With this ethos, Broady set out to revamp WorkForce by first establishing its core values — tenets that every employee could embrace. Internal buy-in was a top priority for Broady, who believes that real marketing change is more than just a top-down transformation. “It’s not about the words on the pamphlet; it’s about getting people to embrace it,” she says. “I really do truly believe employees — if they love their brand, if they are passionate about where they work — their enthusiasm will amplify on the market and what we do.”
What she and her team centered on was a message of customer-centricity. And with customers at the center the brand, Broady moved on to the next critical step: bringing this idea to life through a transformation of their lead-generation processes. “It’s really critical to bring the core processes,” she says. “Many times, people think marketers all work on brands and logo and do this creative stuff, but without the process and without the KPIs, you can’t measure, and you cannot show effectiveness.”
Demanding change
One of the major projects was a relaunch of the WorkForce website. Within a month of the launch, 70 prospects, a record high, were requesting demos of the software.
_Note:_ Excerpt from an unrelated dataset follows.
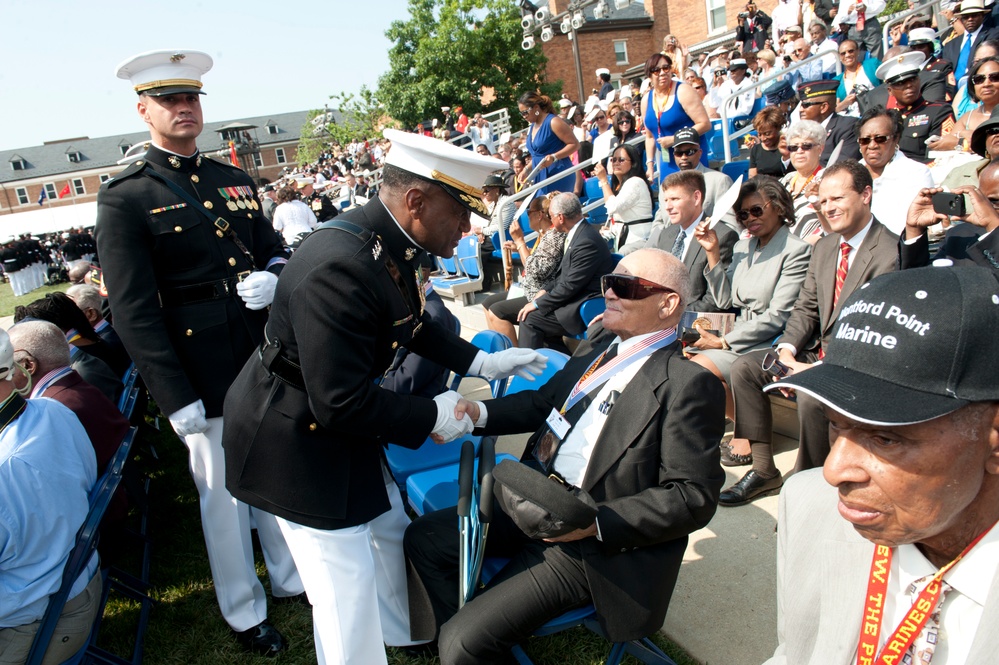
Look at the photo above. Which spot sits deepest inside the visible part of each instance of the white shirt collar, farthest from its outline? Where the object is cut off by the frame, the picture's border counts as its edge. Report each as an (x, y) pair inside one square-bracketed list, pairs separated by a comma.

A testament to the strength of her team’s rebranding, customers were also calling customer support to laud praise on the new logo.
While a pleasant surprise, increasing demand for WorkForce was never the goal, Broady says. Her team now only aims to keep demand stable. Prospects are measured against annual recurring revenue (ARR). And whereas the company once aimed to pull 12x its ARR into the top of its marketing funnel, it now aims for only 5x. “What we’re focused on today, from a marketing perspective, is looking at effectiveness around our brand,” Broady says. “We’re really going after quality leads that are coming into the pipeline.”
To generate these quality leads, Broady’s team relies on a mix of events and digital, at 30% and 70%, respectively. LinkedIn has been of particular utility on the digital front, with an account-based marketing platform that allows Broady’s team to collect contact information, generate web traffic and put the right content in front of the right prospects.
Leading with smarter content
Attracting high-quality prospects requires creating high-quality content. The definition of high-quality has changed during Broady’s tenure, however. “Coming in two years ago, there were over 100 pieces of content,” most of which were over 20 pages. “We just had to completely shift what we were doing,” Broady says. Her team now produces “bite-sized” content in the form of videos, e-books, infographics and a blog series.
This content is constantly being monitored for its effectiveness, from the moment a person begins engaging with it. “We have a monthly marketing report that goes out … to tell you exactly who’s visiting our website …which content they’re downloading. Are they coming from LinkedIn, are they coming from other sites?” Broady says. And when the team needs to pivot its strategy, it does. Broady contends that smaller companies like WorkForce have an edge in this way. “When you’re smaller, you’re much more agile, and then you can come in and change your entire content calendar immediately,” she says.
The sales team has access to all of the assets on Sharepoint, giving them a living library of lead-gen content to reference at a moment’s notice. Converting a prospect, of course, requires more than a few choice engagements. (Broady says that some leads take as long as 500 days to convert.) Her hope is that these high-quality leads will convert to high-quality customers. “It would be great to get to 10 to 20% customer base, where you have raving customers that sell to each other,” she says. But as any marketer knows, building this type of program is a long game — one that requires risk, agility and patience. Says Broady: “We are all about fine tuning this year.”